One third of Estonian residents rate their economic situation as good or very good, and as many as 90% consider it to be at least satisfactory, according to the results of a recent survey conducted by Kantar Emor.
Of Southern Estonian residents, however, one in five, including 16% of pensioners, consider their economic situation to be bad or very bad.
"90% of Estonian residents consider their economic welfare to be at least satisfactory, which means that it is bad or very bad in in the opinion of just one tenth of them," Kantar Emor executive Aivar Voog said.
"The share of those who rate their economic welfare as good or rather good has been on the rise for the past five years; compared to the crisis years, it has as much as doubled," he added.

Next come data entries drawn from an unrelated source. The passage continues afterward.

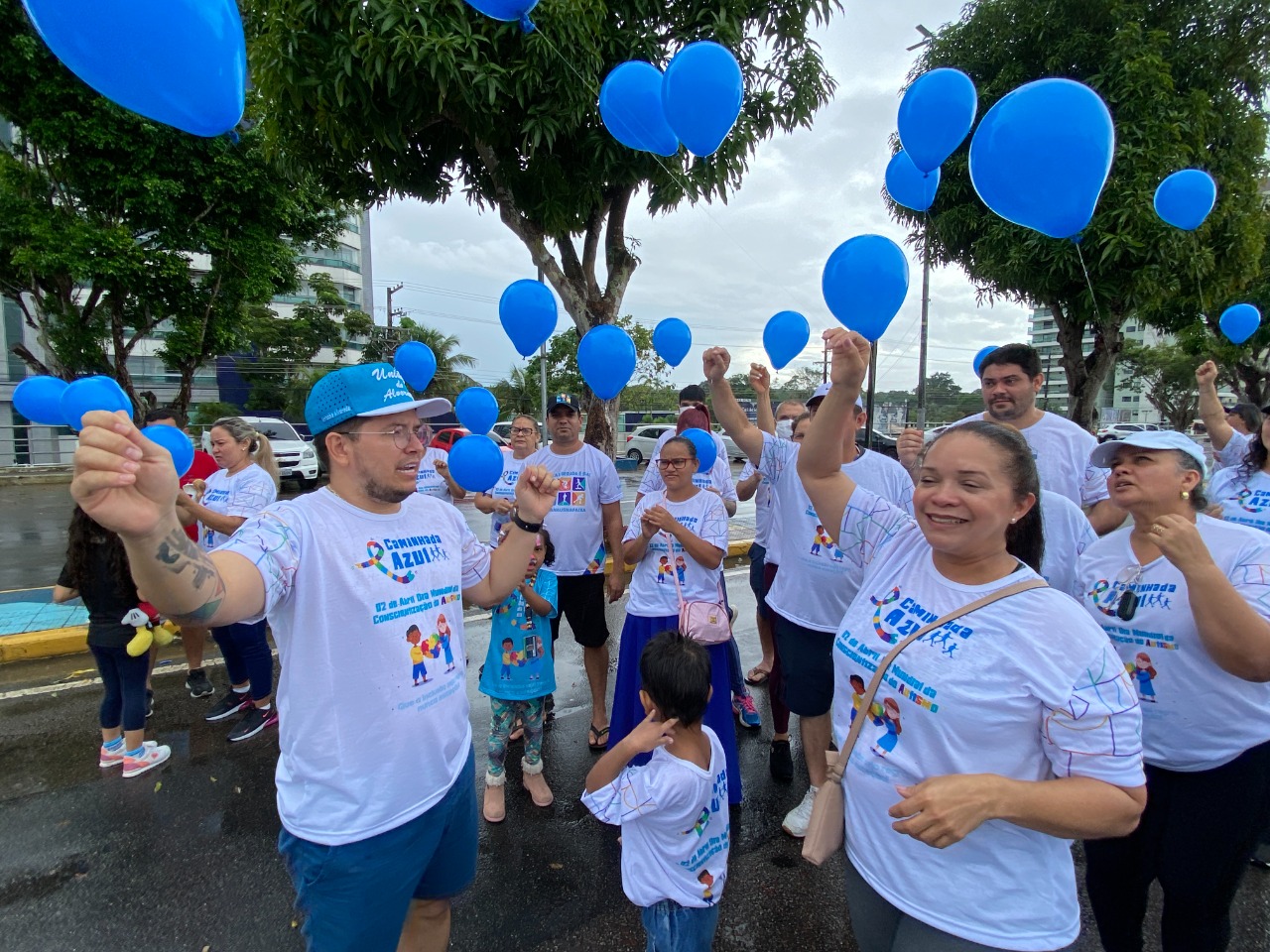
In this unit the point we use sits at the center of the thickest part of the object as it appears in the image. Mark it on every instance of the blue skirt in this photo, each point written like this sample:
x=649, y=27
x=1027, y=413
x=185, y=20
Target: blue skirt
x=627, y=711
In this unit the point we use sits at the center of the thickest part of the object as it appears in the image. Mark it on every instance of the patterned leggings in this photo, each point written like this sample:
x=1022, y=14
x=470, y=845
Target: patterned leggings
x=502, y=717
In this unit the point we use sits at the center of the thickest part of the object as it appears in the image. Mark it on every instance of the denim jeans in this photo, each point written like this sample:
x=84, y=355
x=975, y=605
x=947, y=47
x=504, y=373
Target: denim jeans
x=674, y=928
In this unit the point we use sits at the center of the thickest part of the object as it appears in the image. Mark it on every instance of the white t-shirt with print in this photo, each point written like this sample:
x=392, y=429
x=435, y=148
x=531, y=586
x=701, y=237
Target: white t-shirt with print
x=429, y=481
x=816, y=584
x=717, y=477
x=504, y=489
x=762, y=504
x=652, y=590
x=365, y=744
x=588, y=480
x=1062, y=452
x=243, y=494
x=1026, y=688
x=1196, y=716
x=675, y=826
x=1067, y=535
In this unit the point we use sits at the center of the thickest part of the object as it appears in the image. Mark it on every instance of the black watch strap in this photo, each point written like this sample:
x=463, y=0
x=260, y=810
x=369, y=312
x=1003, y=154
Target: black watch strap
x=527, y=526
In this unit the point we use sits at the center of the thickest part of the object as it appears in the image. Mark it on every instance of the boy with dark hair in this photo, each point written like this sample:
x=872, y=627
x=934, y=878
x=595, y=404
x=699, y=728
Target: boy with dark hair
x=672, y=807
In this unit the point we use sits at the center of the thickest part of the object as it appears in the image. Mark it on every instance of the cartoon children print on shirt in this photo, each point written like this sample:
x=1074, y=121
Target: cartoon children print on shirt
x=1142, y=674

The results of the survey indicated that younger and wealthier people, as well as residents of Tallinn, Northern Estonia as well as the Tartu area, or Tartu and Jõgeva Counties, tend to be more satisfied with their economic situation.
While the ratio of people who feel satisfied or rather satisfied with their economic situation was 36% in the capital city of Tallinn, the ratio of such respondents in Southern Estonia's Võru, Viljandi and Valga Counties totalled around one fifth. Those unsatisfied with their economic situation accounted for 7% of respondents in Tallinn and 19% of respondents in Southern Estonia.
Regional differences greater than ethnic ones
Differences also persist between the perceptions of ethnic Estonians and people of other ethnic backgrounds living in Estonia regarding their own economic situations. Of ethnic Estonians, 34% consider their economic situation to be good or very good, compared to just 23% of people of other ethnic backgrounds.
"On the other hand, we can say that in our country that regional and age-based differences in assessing one's coping are even bigger than differences based on ethnicity," Voog said.
More than one in ten have no savings
14% of Estonian households, of which there are as many as 81,000, have no savings or investments, particularly in the Viru region in Northeastern Estonia, rural households, and people living alone.
At the time of the poll, 67% of respondents had savings in their bank account, 38% in cash, and 26% in the form of a bank deposit. Of the households surveyed, 28% would be able to cope for a period of at least six months in the event that their primary source of income were to disappear, including an above-average ratio of households in Tallinn and families with no children. One in five households, meanwhile, would be able to get by for just one month or less.
Kantar Emor surveyed 1,650 randomly chosen Estonian residents between the ages of 18-74 this May.